Data Pipeline on G Cloud
- Published on
- Duration
- 1 month
- Role
- Data Engineer
Project Overview
As a real estate company, we aim to better advise our clients on their property decisions. To do so, we need to have a better understanding of the property market. This project aims to ingest, process and store HDB resale data on GCP, and visualize the data using PowerBI.
One Step Further
Instead of simply downloading the data from data.gov.sg and loading a static CSV file, we decided to do the following:
- Create an automated ingestion pipeline to get the most updated data daily.
- Use the OneMap API to get the latitude and longitude of each HDB block. This allows us to plot the data on a map, and to get the nearest MRT station.

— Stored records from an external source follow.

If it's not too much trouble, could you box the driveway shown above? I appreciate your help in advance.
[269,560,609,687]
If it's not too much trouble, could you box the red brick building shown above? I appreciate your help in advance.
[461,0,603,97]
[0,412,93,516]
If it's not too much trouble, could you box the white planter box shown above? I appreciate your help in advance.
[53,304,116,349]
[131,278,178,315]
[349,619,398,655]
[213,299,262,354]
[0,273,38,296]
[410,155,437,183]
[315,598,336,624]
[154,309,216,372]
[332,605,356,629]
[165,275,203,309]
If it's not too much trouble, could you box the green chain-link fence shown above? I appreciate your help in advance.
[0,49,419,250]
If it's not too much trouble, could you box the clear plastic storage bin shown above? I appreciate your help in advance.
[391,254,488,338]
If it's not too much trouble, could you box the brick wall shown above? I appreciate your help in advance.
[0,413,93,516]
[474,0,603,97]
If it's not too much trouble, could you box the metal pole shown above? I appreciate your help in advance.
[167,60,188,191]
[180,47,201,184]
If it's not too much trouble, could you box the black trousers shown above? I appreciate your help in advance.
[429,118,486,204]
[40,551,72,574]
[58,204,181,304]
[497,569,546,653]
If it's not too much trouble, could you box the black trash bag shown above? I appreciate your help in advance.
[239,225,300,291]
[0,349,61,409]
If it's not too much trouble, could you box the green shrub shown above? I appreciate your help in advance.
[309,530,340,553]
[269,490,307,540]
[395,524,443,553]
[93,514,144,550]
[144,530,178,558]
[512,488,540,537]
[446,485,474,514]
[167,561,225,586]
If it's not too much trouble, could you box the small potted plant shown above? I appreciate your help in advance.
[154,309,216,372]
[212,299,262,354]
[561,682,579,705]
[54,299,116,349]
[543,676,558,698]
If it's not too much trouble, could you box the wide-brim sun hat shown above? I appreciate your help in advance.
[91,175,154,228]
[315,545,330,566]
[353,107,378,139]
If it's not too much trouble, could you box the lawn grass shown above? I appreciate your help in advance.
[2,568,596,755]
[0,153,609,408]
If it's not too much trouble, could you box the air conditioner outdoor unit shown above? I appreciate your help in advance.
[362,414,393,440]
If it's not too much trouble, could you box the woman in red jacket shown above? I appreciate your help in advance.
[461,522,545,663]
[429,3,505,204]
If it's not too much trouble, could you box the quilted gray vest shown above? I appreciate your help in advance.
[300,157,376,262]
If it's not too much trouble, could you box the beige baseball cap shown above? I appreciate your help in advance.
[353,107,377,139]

Automated Ingestion Pipeline
During development, the team faced a few challenges:
- Query limit of 15 rows when scraping the table from data.gov.sg.
- Initial mapping of HDB blocks to latitude and longitude took 5-6 hours, even with parallel processing due to rate limiting. (However we only need to do this once)
- Pushing the data to Google Storage Bucket required a very specific method of authentication.
- Scheduling the job to run daily.
Derived Workaround and Code
- To bypass the query limit, we modified our code to download the CSV files and performed data wrangling in Python.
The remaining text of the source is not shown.